No Senado Federal, há uma discussão em andamento sobre o fim da reeleição. A proposta foi aprovada no ano passado pela Comissão de Constituição e Justiça (CCJ) da Casa e estabelece 2030 como o último ano em que a reeleição seria permitida no país.

Sebastião Martins também comentou sobre o rigor na fiscalização de emendas parlamentares, afirmando que os recursos passam por monitoramento de órgãos de controle e por serviços de inteligência. Para ele, a participação da população é fundamental na produção de provas.

“O cidadão pode filmar, hoje nós temos as redes sociais, o telefone celular, você pode gravar alguém pagando dinheiro. Isso aí é uma prova robusta. Então se tiver esses elementos juntamente com outro conjunto probatório pode levar sim à cassação”, disse.

Crise no STF

Sobre a crise envolvendo ministros do Supremo Tribunal Federal (STF) no caso do Banco Master, Sebastião Martins afirmou que é preciso separar episódios individuais da instituição como um todo. Para ele, eventuais desvios devem ser apurados, mas sem comprometer a credibilidade do Judiciário.

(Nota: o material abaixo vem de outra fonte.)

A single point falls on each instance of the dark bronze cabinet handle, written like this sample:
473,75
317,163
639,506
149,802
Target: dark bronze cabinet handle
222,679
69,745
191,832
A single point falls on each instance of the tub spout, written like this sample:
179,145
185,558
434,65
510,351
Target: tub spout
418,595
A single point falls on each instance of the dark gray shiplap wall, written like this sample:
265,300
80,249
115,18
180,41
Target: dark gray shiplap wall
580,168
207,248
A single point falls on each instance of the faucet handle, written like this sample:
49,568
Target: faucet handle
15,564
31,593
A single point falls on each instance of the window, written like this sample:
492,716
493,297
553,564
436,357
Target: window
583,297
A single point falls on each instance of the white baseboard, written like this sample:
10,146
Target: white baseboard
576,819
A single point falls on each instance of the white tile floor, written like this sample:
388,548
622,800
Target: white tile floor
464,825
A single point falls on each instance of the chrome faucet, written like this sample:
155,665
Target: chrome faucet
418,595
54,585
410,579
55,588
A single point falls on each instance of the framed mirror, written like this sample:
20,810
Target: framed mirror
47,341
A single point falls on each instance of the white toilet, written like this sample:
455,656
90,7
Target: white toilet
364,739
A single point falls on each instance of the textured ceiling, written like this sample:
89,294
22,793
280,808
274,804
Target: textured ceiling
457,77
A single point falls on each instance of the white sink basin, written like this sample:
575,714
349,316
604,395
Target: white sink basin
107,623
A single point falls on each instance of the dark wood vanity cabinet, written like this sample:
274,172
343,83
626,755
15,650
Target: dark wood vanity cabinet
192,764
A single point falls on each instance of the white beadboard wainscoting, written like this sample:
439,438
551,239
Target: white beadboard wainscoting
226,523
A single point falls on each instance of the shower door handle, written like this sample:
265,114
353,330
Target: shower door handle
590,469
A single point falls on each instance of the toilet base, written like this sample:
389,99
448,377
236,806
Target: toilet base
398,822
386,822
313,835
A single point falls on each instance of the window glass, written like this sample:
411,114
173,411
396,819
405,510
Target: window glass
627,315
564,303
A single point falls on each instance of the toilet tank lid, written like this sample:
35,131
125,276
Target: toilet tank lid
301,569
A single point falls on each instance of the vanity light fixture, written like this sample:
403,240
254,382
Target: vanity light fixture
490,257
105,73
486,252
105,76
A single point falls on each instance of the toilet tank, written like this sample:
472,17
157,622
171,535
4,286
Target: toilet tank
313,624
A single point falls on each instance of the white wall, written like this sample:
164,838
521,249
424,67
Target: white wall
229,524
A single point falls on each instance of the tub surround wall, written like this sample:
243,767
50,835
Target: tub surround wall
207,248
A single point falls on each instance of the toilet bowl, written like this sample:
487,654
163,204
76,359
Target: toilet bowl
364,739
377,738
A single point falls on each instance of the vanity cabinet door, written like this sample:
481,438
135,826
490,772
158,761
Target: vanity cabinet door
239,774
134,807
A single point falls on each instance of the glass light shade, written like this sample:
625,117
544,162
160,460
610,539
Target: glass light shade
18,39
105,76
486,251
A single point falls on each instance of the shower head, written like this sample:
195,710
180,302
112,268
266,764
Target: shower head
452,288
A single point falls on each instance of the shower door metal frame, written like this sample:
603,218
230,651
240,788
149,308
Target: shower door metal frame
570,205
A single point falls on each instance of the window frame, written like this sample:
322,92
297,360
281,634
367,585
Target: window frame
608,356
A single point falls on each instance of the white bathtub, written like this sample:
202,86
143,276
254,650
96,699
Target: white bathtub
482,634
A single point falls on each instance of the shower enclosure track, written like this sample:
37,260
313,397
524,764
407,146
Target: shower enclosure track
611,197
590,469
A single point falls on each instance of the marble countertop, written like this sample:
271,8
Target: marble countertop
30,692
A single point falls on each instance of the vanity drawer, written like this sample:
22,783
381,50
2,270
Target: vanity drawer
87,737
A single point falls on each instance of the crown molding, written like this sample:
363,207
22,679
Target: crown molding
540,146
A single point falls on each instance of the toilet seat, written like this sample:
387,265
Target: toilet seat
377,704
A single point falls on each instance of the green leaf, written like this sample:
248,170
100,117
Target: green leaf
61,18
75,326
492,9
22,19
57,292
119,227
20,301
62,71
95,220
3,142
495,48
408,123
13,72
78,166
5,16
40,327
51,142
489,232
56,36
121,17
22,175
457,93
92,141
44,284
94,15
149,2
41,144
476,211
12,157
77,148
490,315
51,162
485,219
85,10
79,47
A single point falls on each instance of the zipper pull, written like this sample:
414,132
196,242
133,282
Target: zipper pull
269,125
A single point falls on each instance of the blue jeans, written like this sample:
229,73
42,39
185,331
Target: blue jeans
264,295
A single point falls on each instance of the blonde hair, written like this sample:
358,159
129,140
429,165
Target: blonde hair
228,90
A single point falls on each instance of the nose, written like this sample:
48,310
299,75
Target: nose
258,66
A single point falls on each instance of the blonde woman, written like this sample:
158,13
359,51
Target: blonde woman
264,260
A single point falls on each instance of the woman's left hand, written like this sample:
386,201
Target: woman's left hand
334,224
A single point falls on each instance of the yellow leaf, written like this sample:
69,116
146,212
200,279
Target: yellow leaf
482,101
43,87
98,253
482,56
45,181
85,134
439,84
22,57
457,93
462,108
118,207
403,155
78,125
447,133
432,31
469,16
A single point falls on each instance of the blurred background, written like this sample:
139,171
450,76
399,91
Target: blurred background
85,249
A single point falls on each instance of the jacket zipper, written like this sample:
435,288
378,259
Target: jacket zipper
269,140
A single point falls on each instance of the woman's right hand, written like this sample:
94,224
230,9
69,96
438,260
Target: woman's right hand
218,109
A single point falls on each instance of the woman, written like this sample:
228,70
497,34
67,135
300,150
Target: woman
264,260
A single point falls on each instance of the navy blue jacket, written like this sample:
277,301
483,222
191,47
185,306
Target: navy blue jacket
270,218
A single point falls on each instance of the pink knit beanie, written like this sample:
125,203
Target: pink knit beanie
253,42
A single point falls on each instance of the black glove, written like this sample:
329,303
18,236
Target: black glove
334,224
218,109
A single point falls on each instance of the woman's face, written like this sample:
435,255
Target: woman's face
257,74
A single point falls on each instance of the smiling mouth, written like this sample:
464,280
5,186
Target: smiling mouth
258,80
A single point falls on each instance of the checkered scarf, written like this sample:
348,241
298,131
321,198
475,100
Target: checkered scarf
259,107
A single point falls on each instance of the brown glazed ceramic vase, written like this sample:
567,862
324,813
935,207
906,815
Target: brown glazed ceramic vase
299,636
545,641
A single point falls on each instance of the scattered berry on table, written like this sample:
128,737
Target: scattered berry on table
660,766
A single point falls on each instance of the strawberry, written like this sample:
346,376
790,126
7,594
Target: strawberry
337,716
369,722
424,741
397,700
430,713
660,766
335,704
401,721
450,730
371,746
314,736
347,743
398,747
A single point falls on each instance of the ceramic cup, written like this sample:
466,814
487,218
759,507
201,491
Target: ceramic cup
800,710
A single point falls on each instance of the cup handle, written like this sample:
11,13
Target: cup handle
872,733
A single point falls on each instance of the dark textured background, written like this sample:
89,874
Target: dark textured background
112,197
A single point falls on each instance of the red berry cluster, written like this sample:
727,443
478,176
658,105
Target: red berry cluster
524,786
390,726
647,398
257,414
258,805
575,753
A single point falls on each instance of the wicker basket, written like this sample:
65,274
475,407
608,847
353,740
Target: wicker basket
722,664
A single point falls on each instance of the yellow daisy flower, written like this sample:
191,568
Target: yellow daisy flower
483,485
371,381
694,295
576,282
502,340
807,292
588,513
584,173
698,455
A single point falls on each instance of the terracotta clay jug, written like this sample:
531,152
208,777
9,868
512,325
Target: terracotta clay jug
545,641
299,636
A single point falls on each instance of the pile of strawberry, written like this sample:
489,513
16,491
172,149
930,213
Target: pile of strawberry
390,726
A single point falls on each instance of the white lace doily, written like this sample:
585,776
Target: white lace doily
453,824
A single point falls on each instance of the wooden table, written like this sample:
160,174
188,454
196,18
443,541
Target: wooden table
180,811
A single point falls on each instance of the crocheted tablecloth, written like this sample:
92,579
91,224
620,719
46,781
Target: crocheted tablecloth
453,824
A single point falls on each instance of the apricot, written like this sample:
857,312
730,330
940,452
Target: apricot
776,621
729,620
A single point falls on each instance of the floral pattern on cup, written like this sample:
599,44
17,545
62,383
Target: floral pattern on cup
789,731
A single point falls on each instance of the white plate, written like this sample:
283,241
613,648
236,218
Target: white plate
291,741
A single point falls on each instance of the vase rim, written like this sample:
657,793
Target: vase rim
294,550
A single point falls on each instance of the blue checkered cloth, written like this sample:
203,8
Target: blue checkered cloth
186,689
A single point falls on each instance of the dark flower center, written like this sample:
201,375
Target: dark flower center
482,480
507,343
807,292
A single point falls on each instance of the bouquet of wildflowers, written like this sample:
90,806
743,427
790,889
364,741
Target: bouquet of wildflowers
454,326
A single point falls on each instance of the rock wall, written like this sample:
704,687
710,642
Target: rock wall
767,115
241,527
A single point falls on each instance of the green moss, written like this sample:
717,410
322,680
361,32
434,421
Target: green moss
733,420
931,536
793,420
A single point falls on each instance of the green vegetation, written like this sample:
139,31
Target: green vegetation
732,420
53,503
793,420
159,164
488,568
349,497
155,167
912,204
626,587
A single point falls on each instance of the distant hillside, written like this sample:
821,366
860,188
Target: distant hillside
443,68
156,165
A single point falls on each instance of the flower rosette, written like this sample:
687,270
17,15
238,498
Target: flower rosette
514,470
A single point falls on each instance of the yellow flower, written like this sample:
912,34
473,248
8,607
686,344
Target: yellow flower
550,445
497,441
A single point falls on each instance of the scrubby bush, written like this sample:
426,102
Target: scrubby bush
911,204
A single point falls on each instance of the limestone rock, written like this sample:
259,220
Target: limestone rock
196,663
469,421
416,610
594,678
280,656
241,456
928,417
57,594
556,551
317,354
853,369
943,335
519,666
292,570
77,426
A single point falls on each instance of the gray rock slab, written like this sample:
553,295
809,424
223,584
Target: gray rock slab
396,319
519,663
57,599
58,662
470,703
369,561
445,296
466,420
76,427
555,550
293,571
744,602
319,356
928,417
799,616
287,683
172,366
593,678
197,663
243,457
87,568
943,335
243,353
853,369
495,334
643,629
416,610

“Hoje o poder judiciário infelizmente passa por um momento difícil, na sociedade com a isso pode levar ao descrédito dessas instituições, mas nós como cidadãos nós temos que confiar cada vez mais nas instituições. Infelizmente se algum magistrado eventualmente cometer um deslize, nós não devemos criticar toda a instituição, porque o poder judiciário é uma instituição permanente para a democracia, então como cidadão devemos criticar sim os casos isolados mas confiar cada vez mais na instituição”, declarou.